Using Proxemics to explore a character and an object.

Sometimes when a character is on stage on their own they need to create movement and use the space around them to communicate.

Start by asking the student to place the object somewhere on the stage. Or if it is not a real object, then ask them to visualise an object that sums it up and then place it somewhere on the stage. For example in Macbeth when Macbeth imagines he sees the knife, place it somewhere on stage. This will mean it can become a point of reference for both the audience and the actor.
Before you begin the activity, establish what you want the objective for the action to be. It might be for the character to acknowledge the object but try to ignore it, or to hold it at the end or to hold it in the middle before dropping it again at the end.

Ask the actor to move towards, around or away from the object. Use the language of the monologue or soliloquy to guide when and where the movement should take place. Keep in mind the objective when doing this. It might transpire than once you start moving your objective is adjusted or completely changes.

Use of stage space

There is a game that is often played called Balance The Space (and many more variations). It asks the students to walk around the space but maintain a balanced level of space around them and around the room at the same time.

If we take that principle of maintaining an equal balance of space used across an area of space and apply that to the way the group of actors use the stage space, then we have another good way of experimenting with the use of space. This especially works with large groups of characters on stage, such as scenes from DNA for example.

In such a scene, it can be difficult to see where the flow of dialogue is going. It can also be hard to see how characters become involved or detached from the main thrust of the conversation.
Ask the students to imagine that there is a circle Centre Stage to Centre Stage Front. It is large enough for two or three actors to occupy and talk. You can stand on the edge of the circle, but if you want to participate fully by saying more than one line you need to be in the circle.

The rehearsal strategy works like this. Everyone starts outside the circle, evenly space around. The first person to speak goes to the edge of the circle to say their line. The second person to say their line does so on the edge of the circle too.

Once an actor says a second line and is directly engaged with the central flow of the conversation they enter the circle.

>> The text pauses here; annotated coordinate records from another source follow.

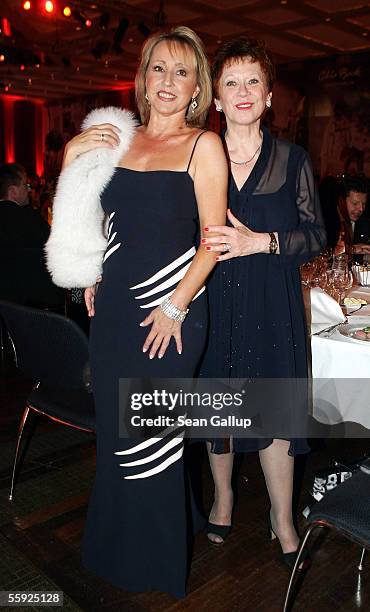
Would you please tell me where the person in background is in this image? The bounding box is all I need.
[0,163,65,310]
[335,175,370,255]
[202,37,326,568]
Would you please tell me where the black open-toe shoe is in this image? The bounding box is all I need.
[267,513,311,572]
[206,522,232,546]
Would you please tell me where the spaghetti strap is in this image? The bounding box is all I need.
[186,130,208,172]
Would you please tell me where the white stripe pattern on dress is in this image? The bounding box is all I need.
[103,212,122,263]
[114,426,185,480]
[130,246,205,308]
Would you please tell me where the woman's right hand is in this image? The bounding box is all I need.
[63,123,121,168]
[84,276,102,317]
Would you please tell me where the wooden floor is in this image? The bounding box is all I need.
[0,372,370,612]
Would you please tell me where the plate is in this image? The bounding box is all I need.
[338,323,370,346]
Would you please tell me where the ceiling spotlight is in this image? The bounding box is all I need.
[0,17,12,37]
[44,0,54,14]
[72,10,92,30]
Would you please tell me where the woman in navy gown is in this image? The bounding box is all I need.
[62,27,227,597]
[202,38,325,564]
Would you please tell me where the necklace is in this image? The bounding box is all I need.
[229,142,262,166]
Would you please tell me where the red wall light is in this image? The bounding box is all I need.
[44,0,54,13]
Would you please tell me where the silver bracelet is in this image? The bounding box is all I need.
[161,298,189,323]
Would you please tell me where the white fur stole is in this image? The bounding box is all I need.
[45,106,137,288]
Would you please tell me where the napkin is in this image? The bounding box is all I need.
[311,287,346,334]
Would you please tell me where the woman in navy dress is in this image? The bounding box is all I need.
[202,38,325,564]
[61,28,227,597]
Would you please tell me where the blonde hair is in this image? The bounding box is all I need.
[135,26,212,127]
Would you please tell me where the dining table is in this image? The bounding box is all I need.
[311,285,370,430]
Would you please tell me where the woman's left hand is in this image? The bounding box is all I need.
[140,306,182,359]
[202,209,270,261]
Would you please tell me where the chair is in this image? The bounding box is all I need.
[284,470,370,612]
[0,301,95,501]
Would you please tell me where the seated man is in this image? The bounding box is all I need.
[335,176,370,254]
[0,164,64,310]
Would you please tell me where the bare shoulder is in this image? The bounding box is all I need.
[195,130,226,161]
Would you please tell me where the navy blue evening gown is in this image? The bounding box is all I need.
[83,135,208,597]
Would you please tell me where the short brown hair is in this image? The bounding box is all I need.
[135,26,212,127]
[212,36,275,95]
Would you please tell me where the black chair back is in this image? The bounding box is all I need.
[0,300,90,390]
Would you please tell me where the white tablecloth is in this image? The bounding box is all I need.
[311,287,370,429]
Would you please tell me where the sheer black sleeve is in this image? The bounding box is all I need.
[278,155,326,267]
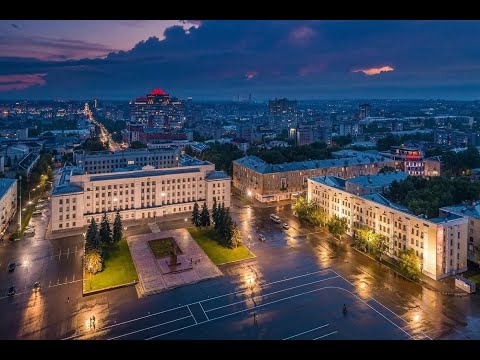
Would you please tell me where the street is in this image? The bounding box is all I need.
[0,197,480,339]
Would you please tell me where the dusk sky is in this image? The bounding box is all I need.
[0,20,480,100]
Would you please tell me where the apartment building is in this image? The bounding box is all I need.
[440,202,480,263]
[51,158,231,231]
[233,152,394,202]
[307,176,468,280]
[0,178,17,237]
[73,147,180,174]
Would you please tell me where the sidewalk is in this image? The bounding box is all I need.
[338,235,470,296]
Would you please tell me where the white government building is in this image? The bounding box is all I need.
[307,175,468,280]
[51,155,231,231]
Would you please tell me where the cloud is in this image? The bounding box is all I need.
[289,26,317,45]
[245,71,258,80]
[0,74,47,91]
[352,65,395,76]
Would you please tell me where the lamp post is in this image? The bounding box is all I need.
[18,175,22,231]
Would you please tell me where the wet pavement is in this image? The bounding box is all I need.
[0,193,480,339]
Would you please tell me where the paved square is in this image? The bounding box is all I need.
[127,229,223,295]
[69,269,430,340]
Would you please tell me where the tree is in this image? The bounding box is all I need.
[85,218,100,250]
[99,212,112,246]
[378,165,395,174]
[225,221,242,249]
[200,202,210,226]
[212,197,218,224]
[192,201,202,227]
[398,249,422,280]
[214,203,225,234]
[112,211,123,243]
[85,249,103,274]
[130,141,148,149]
[327,215,348,238]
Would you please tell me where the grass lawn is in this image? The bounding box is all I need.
[84,240,138,292]
[468,274,480,285]
[148,237,182,259]
[187,227,254,265]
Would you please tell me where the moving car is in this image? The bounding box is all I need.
[8,263,16,272]
[270,214,282,224]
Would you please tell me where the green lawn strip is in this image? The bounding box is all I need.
[84,240,138,292]
[187,228,255,265]
[148,237,181,259]
[468,274,480,284]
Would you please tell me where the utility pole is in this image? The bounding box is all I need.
[18,175,22,232]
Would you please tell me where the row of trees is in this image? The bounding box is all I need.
[85,211,123,274]
[192,199,242,249]
[293,196,348,237]
[385,176,480,217]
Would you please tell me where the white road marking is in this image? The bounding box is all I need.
[313,331,338,340]
[206,276,338,312]
[200,268,332,303]
[107,315,193,340]
[283,324,330,340]
[370,297,433,340]
[198,302,210,320]
[187,305,198,324]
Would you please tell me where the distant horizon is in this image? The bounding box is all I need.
[0,20,480,102]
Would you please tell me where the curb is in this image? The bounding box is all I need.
[82,279,138,296]
[351,246,470,297]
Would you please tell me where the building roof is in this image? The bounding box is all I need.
[310,176,345,190]
[361,193,413,215]
[440,202,480,219]
[347,171,408,187]
[90,168,200,181]
[205,171,231,180]
[178,154,212,166]
[0,178,17,198]
[234,152,392,174]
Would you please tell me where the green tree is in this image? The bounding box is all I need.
[327,215,348,238]
[200,202,210,226]
[192,201,202,227]
[212,197,218,224]
[129,141,148,149]
[85,218,100,250]
[398,249,422,280]
[378,165,395,174]
[85,249,103,274]
[112,211,123,243]
[99,212,112,246]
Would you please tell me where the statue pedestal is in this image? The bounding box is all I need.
[157,255,193,274]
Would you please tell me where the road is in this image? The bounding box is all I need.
[0,198,480,339]
[89,112,121,151]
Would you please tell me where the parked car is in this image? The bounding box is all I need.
[8,263,16,272]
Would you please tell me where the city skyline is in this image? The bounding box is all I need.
[0,20,480,100]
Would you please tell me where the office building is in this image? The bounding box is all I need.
[51,157,231,232]
[0,178,17,238]
[130,89,185,129]
[268,98,297,131]
[73,148,180,174]
[233,152,393,202]
[308,176,468,280]
[380,146,441,176]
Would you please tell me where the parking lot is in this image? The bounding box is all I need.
[70,269,426,340]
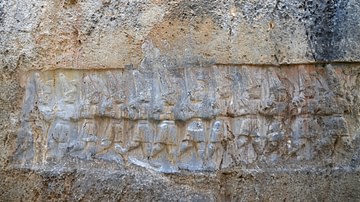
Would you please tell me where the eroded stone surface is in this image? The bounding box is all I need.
[15,64,360,172]
[0,0,360,201]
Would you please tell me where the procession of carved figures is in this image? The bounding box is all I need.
[16,65,360,172]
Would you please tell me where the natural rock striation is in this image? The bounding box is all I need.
[0,0,360,201]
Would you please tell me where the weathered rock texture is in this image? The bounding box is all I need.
[0,0,360,201]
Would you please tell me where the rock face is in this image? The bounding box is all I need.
[0,0,360,201]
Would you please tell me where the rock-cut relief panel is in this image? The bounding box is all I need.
[14,65,360,172]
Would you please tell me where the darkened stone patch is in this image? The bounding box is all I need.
[304,0,348,61]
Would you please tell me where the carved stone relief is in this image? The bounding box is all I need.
[15,65,360,172]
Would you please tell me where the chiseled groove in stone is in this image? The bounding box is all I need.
[15,64,360,172]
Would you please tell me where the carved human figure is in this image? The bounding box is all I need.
[70,119,98,160]
[291,67,316,115]
[213,66,234,116]
[224,117,265,166]
[80,74,103,118]
[313,72,342,115]
[206,120,228,170]
[288,115,324,160]
[32,73,56,162]
[179,118,206,170]
[229,67,261,117]
[46,120,76,160]
[150,69,184,120]
[121,120,154,164]
[260,69,289,116]
[185,67,216,119]
[151,120,178,172]
[128,70,152,120]
[263,118,287,163]
[47,73,79,159]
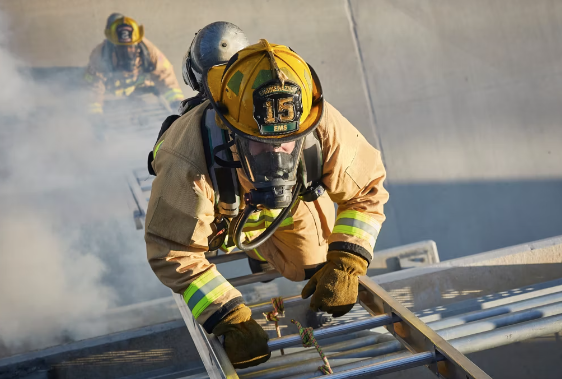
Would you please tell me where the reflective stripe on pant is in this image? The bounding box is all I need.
[243,208,294,232]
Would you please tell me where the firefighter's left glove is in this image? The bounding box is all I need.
[301,251,368,317]
[213,305,271,368]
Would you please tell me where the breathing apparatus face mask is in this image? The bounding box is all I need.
[235,136,303,209]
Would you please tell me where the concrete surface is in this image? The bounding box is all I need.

If an actor is about to get involved in the conversation then they need to get close to the circle. They then say their first line on the edge of the circle and then enter it (or leave it if they are only saying one line towards it).

If an actor is finishing their engagement with the main flow of the conversation (even if they are going to re-join it later) then they leave the circle.

Meanwhile, all the actors outside of the circle adjust themselves so that balance remains equal across the space. Actors must also consider how they feel about the conversation. There might be a character who always listens but never participates so spends most of the time near the circle but never in it. Or it might be a character angry by the conversation darts in and out from far away from the circle and then into it.